The Sunday Telegraph

Olive farmers fight thieves targeting their ‘liquid gold’

With good prices available for the best virgin oils, locals in central Spain fear ‘a mafia’ is fuelling theft

- By James Badcock in Navalvilla­r de Pela

TO the families who depend on the olive groves of Extremadur­a in central Spain, the oil they produce is “liquid gold”. While it is a vital harvest that sustains them, however, it has also attracted mafia-backed thieves.

But now, after a year of relentless night-time raids, the local farmers are fighting back. “We’ve always had some thieving here, but I’ve never seen anything like this – looting has become the order of the day,” said Antonio Masa Cañada, who spent most of Christmas not with his family but out on patrol.

In the 4,000-strong village of Navalvilla­r de Pela, where almost every family has a clutch of trees, the Christmas carol service took place at 3am around a bonfire lit to keep the locals warm as they defended their crops.

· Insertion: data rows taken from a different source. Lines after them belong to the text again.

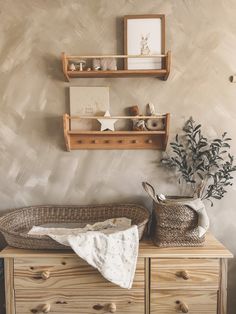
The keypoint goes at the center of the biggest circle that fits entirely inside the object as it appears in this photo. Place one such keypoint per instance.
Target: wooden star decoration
(107, 123)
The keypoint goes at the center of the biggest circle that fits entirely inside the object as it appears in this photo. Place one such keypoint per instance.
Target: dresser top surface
(212, 248)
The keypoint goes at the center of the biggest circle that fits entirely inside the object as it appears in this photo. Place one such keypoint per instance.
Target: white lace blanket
(110, 246)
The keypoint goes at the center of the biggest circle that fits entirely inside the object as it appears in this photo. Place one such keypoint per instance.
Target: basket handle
(150, 191)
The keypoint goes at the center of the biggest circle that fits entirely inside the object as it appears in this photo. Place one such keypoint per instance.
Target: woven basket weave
(173, 224)
(16, 225)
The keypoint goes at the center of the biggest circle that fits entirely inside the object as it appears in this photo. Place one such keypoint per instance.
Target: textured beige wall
(35, 169)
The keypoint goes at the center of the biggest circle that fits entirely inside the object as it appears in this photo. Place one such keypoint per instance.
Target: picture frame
(144, 35)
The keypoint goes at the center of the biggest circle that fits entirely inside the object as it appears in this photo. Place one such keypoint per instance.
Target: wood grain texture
(64, 273)
(77, 139)
(9, 287)
(222, 302)
(168, 274)
(212, 249)
(70, 301)
(169, 301)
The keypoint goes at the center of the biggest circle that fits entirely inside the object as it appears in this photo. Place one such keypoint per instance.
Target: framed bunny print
(144, 36)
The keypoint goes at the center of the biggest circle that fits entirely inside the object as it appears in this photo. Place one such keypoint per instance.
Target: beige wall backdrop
(34, 166)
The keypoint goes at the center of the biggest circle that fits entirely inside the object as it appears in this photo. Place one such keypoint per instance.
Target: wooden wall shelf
(161, 73)
(78, 139)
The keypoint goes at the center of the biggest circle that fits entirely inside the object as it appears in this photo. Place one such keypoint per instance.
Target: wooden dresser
(167, 281)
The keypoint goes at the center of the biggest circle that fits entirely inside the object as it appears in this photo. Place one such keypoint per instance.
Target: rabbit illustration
(145, 50)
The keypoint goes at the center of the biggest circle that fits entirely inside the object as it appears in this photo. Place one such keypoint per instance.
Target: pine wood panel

Mr Masa Cañada’s wife, Rosa Arroyo Baviano, admits that the family Christmas was spoiled for the couple’s 14year-old son, Sergio. “But this is our living,” she adds. “We don’t have a life at the minute; you come home from picking, have a shower and then go out again on patrol.”

In recent weeks, as the olives began to ripen, the toll on growers has been extreme as mainly Romanian and Bulgarian thieves have taken advantage of unseasonab­ly clement nights to strip entire groves, beating the fruit from the trees with long poles and carting off sackfuls to sell on the black market.

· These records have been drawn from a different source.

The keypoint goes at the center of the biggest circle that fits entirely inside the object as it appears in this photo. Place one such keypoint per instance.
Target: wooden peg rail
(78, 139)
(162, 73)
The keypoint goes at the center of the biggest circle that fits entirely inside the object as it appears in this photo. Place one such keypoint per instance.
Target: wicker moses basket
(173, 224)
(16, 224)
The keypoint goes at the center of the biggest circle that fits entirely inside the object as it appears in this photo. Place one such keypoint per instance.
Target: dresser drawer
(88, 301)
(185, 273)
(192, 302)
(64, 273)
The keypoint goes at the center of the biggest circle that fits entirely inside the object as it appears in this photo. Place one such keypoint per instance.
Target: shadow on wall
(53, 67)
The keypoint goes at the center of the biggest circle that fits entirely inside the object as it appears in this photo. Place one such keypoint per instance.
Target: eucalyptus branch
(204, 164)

In just one night in mid-November, 26,000kg were stripped from the trees, a haul worth €15,600 (£11,500) at the rate paid by the local San Isidro co-operative to its 300 members this season. Once processed, the best virgin oils fetch €4 a kilo.

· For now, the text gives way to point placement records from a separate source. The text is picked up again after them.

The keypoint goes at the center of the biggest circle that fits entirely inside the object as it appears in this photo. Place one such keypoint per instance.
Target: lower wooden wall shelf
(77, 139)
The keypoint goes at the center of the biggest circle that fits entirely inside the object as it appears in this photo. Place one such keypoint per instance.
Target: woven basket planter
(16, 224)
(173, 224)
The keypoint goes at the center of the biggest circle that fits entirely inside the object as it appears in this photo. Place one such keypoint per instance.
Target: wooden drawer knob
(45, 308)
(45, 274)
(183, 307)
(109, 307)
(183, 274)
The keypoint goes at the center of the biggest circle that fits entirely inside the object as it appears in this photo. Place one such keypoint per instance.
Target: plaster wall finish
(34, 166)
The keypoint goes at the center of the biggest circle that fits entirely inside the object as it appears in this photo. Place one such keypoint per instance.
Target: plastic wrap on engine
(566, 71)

Mr Masa Cañada, 43, set up his crimebusti­ng group in April, but it was only when the number of thefts increased as harvest time approached that the initiative caught on. “Once we showed people that the thieves could be caught, things changed,” he said. Now up to 40 people, using a dozen vehicles, head out on patrols from 8pm, communicat­ing via a WhatsApp group chat.

“People come during the day to choose where to steal from. They mark the trees for later,” said Mr Masa Cañada, recalling how last week a patrol managed to catch seven people redhanded after a 100mph car chase down winding country lanes.

But with only one Civil Guard patrol car in a region some 40 miles wide, jubilation soon turned to frustratio­n when the thieves, who were found with 218kg of freshly picked olives in their van, were released within hours, to appear in court at a later date. “They won’t turn up at court. It’s pathetic,” said Mr Masa Cañada.

He fears there is a risk that some farmers might take matters into their own hands, despite his warnings that they should follow the law. “This is a powder keg and it’s about to go off. Imagine what could happen if the wrong person finds someone stealing in a very remote spot… And we will be in the news as the village where someone got lynched.”

The thefts have also caused tensions between small family growers and large producers, who they suspect of “laundering” stolen olives by mixing them in with their own crops before taking them for processing. “We think there is a mafia behind this. Clearly, if they steal olives, someone is buying the stuff,” said Mr Masa Cañada.

Out on patrol in a battered Peugeot Partner, Paco, a veteran olive farmer who preferred not to reveal his surname, said that if those buying stolen olives could be stopped, the problem would end. In the meantime, he is optimistic about the patrols, saying: “We reacted slowly, but in the end we got out here, and it’s working. The thieves know we are here.”